Il est également évident que l'histoire extrêmement désagréable politiquement et en privé a probablement restreint et affaibli le politicien PS pendant des mois, car il devait s'attendre à ce que l'affaire soit révélée à tout moment. En bref: lors du plus grand défi sanitaire depuis plus de cent ans, la Suisse a pu avoir un ministre de la Santé qui n'était pas tout à fait capable d'agir.

Insatisfaction dans l'administration

En raison de l'anonymisation, un certain nombre d'autres questions se posent: le condamné est-il un employé actuel ou ancien du ministère de l'Intérieur, c'est-à-dire un subordonné du chantage? Ensuite, il y aurait l'aspect du déséquilibre des pouvoirs en relation avec le débat houleux #MeToo en plus des problèmes restants. L'ordonnance de sanction précise également que l'accusé elle-même avait «retiré des parties importantes de ses allégations menacées d'être publiées comme étant fausses». Cela signifie en même temps que d'autres accusations sont toujours en cours et pourraient livrer du matériel de chantage futur - cela devrait également être toujours disponible malgré la suppression sur les appareils du fournisseur. Et pourquoi le maître chanteur a-t-il pensé qu'elle avait droit à 100 000 francs de Berset? Cette demande a-t-elle été précédée d'accords ou d'actions? Lorsqu'on lui a demandé, Le conseiller fédéral Berset n'a pas encore répondu à Weltwoche .
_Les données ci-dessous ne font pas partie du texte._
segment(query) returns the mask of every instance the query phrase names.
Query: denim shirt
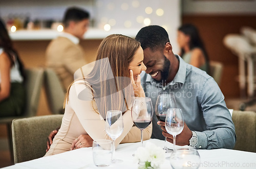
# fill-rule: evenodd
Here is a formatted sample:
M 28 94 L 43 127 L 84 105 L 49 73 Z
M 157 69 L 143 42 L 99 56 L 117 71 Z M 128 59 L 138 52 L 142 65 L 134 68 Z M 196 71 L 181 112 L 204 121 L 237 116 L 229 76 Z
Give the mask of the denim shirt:
M 150 75 L 141 75 L 141 84 L 146 96 L 152 99 L 154 110 L 159 94 L 173 93 L 185 123 L 197 134 L 197 149 L 232 149 L 236 139 L 234 126 L 217 83 L 204 71 L 176 56 L 179 70 L 167 85 L 163 86 L 163 83 L 156 81 Z M 151 138 L 164 139 L 158 121 L 154 112 Z

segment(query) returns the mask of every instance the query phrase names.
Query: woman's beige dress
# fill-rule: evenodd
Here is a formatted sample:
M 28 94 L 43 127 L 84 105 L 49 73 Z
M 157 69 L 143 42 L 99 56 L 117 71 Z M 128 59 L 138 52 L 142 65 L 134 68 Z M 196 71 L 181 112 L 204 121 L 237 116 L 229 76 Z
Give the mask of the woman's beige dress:
M 82 82 L 83 81 L 77 81 L 70 88 L 61 126 L 45 156 L 70 151 L 73 141 L 81 134 L 88 134 L 93 140 L 111 140 L 105 131 L 105 120 L 93 109 L 97 107 L 95 102 L 92 101 L 93 97 L 92 91 Z M 78 95 L 82 91 L 86 93 L 87 98 L 83 100 L 87 101 L 78 99 Z M 133 127 L 130 110 L 123 114 L 123 131 L 115 141 L 116 147 L 120 143 L 140 141 L 140 130 L 135 126 Z M 150 138 L 152 132 L 151 124 L 143 130 L 143 139 Z

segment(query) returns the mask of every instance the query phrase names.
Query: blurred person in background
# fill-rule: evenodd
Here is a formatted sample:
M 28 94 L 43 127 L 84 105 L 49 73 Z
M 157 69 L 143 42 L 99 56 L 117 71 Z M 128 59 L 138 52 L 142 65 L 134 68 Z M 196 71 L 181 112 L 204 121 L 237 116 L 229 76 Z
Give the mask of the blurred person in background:
M 180 56 L 185 62 L 209 74 L 209 58 L 197 28 L 188 23 L 181 26 L 178 30 L 177 41 Z
M 0 19 L 0 117 L 22 114 L 26 101 L 25 77 L 23 64 Z
M 89 17 L 89 13 L 83 9 L 68 8 L 62 21 L 63 32 L 46 50 L 46 65 L 56 72 L 65 90 L 74 81 L 75 71 L 89 63 L 79 43 L 88 29 Z

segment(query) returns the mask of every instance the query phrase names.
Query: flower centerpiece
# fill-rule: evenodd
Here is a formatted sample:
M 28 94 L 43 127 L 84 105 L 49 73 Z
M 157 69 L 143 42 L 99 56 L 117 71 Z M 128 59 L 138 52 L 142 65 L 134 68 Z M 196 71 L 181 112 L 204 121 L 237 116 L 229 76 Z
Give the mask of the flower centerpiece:
M 139 147 L 135 152 L 134 157 L 139 164 L 139 168 L 158 168 L 165 159 L 164 150 L 147 142 L 145 147 Z

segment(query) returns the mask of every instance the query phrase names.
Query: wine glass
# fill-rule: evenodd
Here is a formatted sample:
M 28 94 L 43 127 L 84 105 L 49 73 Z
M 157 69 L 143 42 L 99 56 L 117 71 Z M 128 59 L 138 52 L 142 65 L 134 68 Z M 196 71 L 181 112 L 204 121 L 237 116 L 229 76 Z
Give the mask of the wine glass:
M 157 97 L 155 112 L 158 120 L 165 122 L 167 111 L 170 108 L 176 108 L 176 101 L 174 95 L 172 94 L 161 94 Z M 164 147 L 166 153 L 169 153 L 171 149 L 166 146 L 166 137 L 164 137 Z
M 123 130 L 123 116 L 121 111 L 108 111 L 105 129 L 106 134 L 113 139 L 113 149 L 111 162 L 115 163 L 122 162 L 122 160 L 113 158 L 115 153 L 115 140 L 120 136 Z
M 140 129 L 141 146 L 143 147 L 143 130 L 152 121 L 153 106 L 149 98 L 134 98 L 132 107 L 132 118 L 137 128 Z
M 168 133 L 174 137 L 174 151 L 176 150 L 176 136 L 182 131 L 184 128 L 184 119 L 182 111 L 180 109 L 168 109 L 165 118 L 165 129 Z

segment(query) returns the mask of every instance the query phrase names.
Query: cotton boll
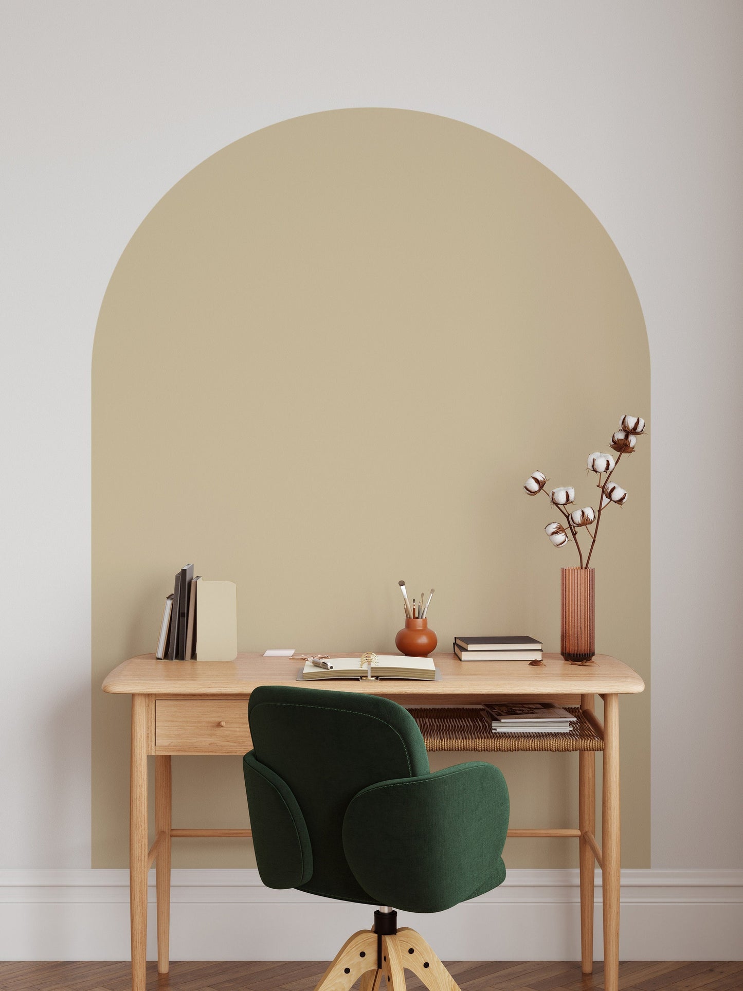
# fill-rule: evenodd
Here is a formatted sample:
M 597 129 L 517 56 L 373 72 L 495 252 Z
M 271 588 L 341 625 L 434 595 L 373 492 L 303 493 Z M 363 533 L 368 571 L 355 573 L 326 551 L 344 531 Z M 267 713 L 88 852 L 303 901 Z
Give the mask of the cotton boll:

Pour pouvoir exercer efficacement leur fonction, les conseillers fédéraux ont besoin de deux qualités essentielles de leadership: la compétence et l'intégrité. Si un conseiller fédéral se comporte dans sa sphère privée de telle manière que l'appareil d'État doit retirer les éléments incriminants, faute de quoi ce conseiller fédéral ne peut plus exercer correctement ses fonctions, l'intégrité est vraisemblablement endommagée. Le ressentiment est déjà considérable. Des personnes de l'administration fédérale qui sont en colère contre les actions de Berset et du parquet fédéral vont mené l'affaire à bien.